Thanks, everyone! Still sinking in, somehow. 🙂
GAC, that bit about the PhC was interesting — I had no idea. Cool. Katie warned me about the desire to slump that follows after passing the exams; she says lots of grad students basically do nothing for the next six months. Luckily, I think I have enough deadlines that that shouldn’t be a problem…
Actually, there is a bit of a story there. I got my doctorate at Madison. After the exams were done, I got this diploma thingy in the mail. It looked just like a regular diploma “The Regents of the University of Wisconsin…..” except that it was cheesy, sort of mimeographed. I asked my director what it was and got the Ph.C. story. The unnerving part was that it stands as a terminal degree for a huge number of people who don’t have the steam to do the Big Write afterwards. Traditional schools will still give you the cheesy diploma. I know one from the University of Washington that is framed and above the desk of a permanent ABD. It would be amusing were she not one of the brightest students I ever taught. By the way, the most beautiful piece of paper I have is my UC diploma; now there is class.

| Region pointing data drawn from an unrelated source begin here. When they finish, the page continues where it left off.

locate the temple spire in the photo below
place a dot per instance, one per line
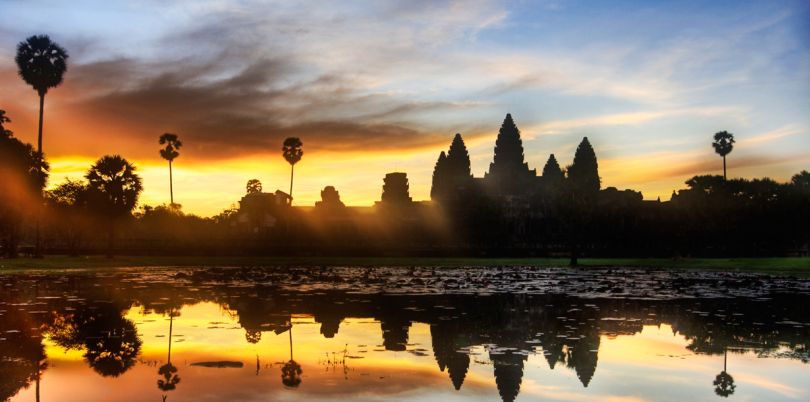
(508, 172)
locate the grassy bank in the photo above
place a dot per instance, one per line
(791, 266)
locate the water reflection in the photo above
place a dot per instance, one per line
(168, 371)
(102, 320)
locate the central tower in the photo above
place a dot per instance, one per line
(508, 173)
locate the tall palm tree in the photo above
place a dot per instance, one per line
(724, 382)
(42, 65)
(292, 153)
(291, 371)
(170, 153)
(168, 371)
(115, 189)
(723, 144)
(4, 119)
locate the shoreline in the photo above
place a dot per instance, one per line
(771, 265)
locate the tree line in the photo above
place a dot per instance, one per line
(510, 211)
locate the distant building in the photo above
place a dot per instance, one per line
(396, 190)
(260, 211)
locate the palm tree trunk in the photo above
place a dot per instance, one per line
(38, 245)
(41, 112)
(291, 341)
(292, 170)
(171, 184)
(38, 375)
(111, 240)
(171, 322)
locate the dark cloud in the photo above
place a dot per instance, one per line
(223, 114)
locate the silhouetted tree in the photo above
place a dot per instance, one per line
(42, 65)
(69, 202)
(291, 371)
(168, 371)
(24, 173)
(292, 152)
(723, 144)
(170, 154)
(724, 382)
(801, 181)
(552, 174)
(110, 341)
(116, 187)
(3, 120)
(253, 186)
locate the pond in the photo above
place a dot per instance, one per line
(407, 334)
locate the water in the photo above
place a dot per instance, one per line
(420, 334)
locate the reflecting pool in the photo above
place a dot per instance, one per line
(419, 334)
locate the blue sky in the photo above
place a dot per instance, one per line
(372, 87)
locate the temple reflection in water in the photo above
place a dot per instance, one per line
(87, 316)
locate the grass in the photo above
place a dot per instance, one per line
(782, 266)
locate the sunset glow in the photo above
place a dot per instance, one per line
(372, 88)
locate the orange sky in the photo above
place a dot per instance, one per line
(366, 98)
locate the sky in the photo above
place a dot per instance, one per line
(373, 87)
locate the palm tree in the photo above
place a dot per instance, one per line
(115, 188)
(291, 371)
(170, 153)
(724, 382)
(4, 119)
(723, 144)
(42, 65)
(292, 153)
(168, 371)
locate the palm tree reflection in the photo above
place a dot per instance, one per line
(168, 371)
(724, 382)
(291, 372)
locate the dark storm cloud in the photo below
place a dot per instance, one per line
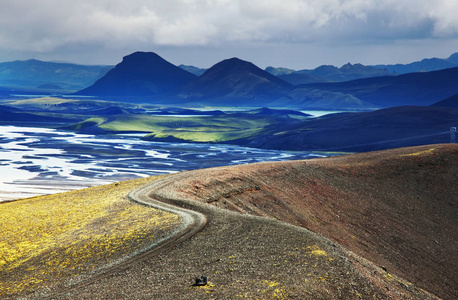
(54, 27)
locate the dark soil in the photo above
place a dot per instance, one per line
(395, 209)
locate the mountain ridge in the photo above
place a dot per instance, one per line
(140, 74)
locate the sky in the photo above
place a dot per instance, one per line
(296, 34)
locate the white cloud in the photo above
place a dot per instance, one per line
(50, 25)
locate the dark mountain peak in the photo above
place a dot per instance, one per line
(453, 58)
(279, 71)
(234, 64)
(143, 57)
(140, 74)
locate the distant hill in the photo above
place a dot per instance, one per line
(425, 65)
(423, 88)
(9, 114)
(194, 70)
(234, 82)
(364, 131)
(449, 102)
(40, 75)
(140, 74)
(279, 71)
(327, 73)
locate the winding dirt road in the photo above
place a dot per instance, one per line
(243, 256)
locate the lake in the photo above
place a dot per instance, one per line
(38, 161)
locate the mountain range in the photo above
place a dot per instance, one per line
(39, 75)
(423, 88)
(425, 65)
(140, 74)
(359, 132)
(234, 82)
(147, 78)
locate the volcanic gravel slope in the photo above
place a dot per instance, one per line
(372, 203)
(397, 208)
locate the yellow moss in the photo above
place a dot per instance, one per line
(72, 233)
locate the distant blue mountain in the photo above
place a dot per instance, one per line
(424, 88)
(449, 102)
(425, 65)
(140, 74)
(194, 70)
(39, 75)
(234, 82)
(328, 73)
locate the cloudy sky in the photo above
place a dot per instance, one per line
(290, 33)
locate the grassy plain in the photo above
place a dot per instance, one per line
(49, 239)
(193, 128)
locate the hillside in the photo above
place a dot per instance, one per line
(234, 82)
(425, 65)
(449, 102)
(140, 74)
(365, 131)
(327, 73)
(396, 208)
(410, 89)
(40, 75)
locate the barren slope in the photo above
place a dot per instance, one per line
(397, 208)
(244, 256)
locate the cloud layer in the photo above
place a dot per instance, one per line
(50, 25)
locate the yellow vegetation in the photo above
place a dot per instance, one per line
(46, 240)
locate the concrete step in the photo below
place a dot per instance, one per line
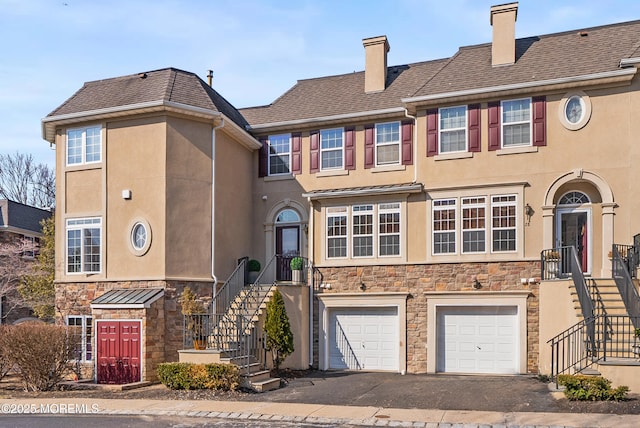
(266, 385)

It *is* awful purty, isn’t it? Sometimes I get so smug about the U of C, even though I was a total slacker and barely pulled a 3.0 average when I was there.
I didn’t, in fact, actually manage the 3.0, and had to take a few creative writing classes as a grad-student-at-large, afterwards, which somehow got averaged into my transcript, for reasons which are still a mystery to me, but which I accepted gratefully, since plenty of the grad schools I wanted to apply to wouldn’t even look at you if you didn’t have a 3.0 — of course, they all rejected me anyway, both the first year I applied and the second, but now I’m finally finishing, so nyah nyah nyah to them. 🙂 Even if it is about, oh, seven years later than I’d originally planned to have my Ph.D…
Hee. Which reminds me about this great moment in Bujold’s Vorkosigan series when Ilyan and Ekaterin are reminiscing about the plans they had for their lives when they were 20… Hee. Hee. Maybe I go read that bit again.